The world around us is tumultuous and turbulent. Terrorism in Israel, the war in Europe and divisions in societies around the world evoke feelings of fear and anxiety. What can we do about it? During the Plague of the Firstborn, blood on doorposts protected the Jews. What its modern day version?

Lesson Contents:

A. Countering Darkness with Light

In response to the increasing darkness, we are behooved to add in light. Therefore, every
Jewish home should have a charity box, a prayer book and a book of psalms. But also, a
mezuzah — because it impacts the world around us as well, by declaring the home to be a
Jewish place.

The mezuzah has a unique, additional, function: besides for declaring that the home is it
dwelling place for G-d’s presence, it is also a method of protection for the family (Source 1).

B. The Mezuzah Effect

There are 3 dimensions to our relationship with the world: our relationship to ourselves as
individuals, our relationship with the entire world, and our relationship with our families.
There is a corresponding mitzvah for each dimension: Torah study and prayer etc. is
personal, charity is global, and the mezuzah is for our family.

The final word of shema, “echad,” symbolizes the fact that G-d’s lofty presence is present
here in our world (Source 2). That is the statement we make by affixing a mezuzah on our
door post.

But it is also a source of protection, as Onkelos explained to the ceaser’s soldiers (Source 3).
The first iteration of the mezuzah was in Egypt, on the night of Passover, when G-d told the
Jews to identify their homes with blood on the doorpost (Source 4).
These reasons make the mitzvah of mezuzah so integral to Jewish life.
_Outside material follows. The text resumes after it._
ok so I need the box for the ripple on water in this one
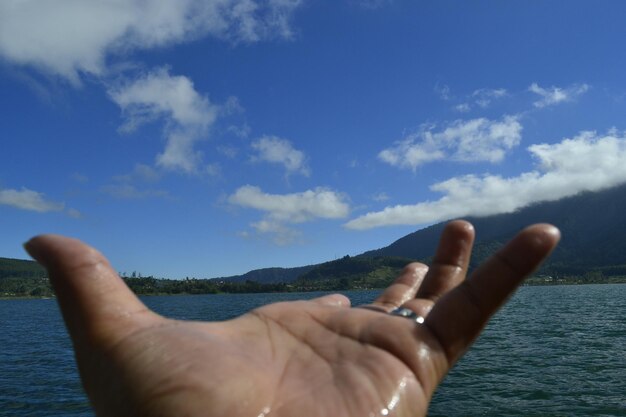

C. Folly or Worthy (Optional Section)

Some ask: How can you promote mezuzah as protection if Maimonides writes that those
who use mezuzahs as protections have no portion in the world to come (Source 5)? This is
obviously mistaken, because he rules elsewhere (Source 6) how one is permitted to pray for personal benefit. In other words, his harsh words were for those who use the mezuzah as personal charms without any association to the mitzvah, even inserting their own matters into the scrolls. Obviously, a mitzvah done for personal protection is a mitzvah nonetheless.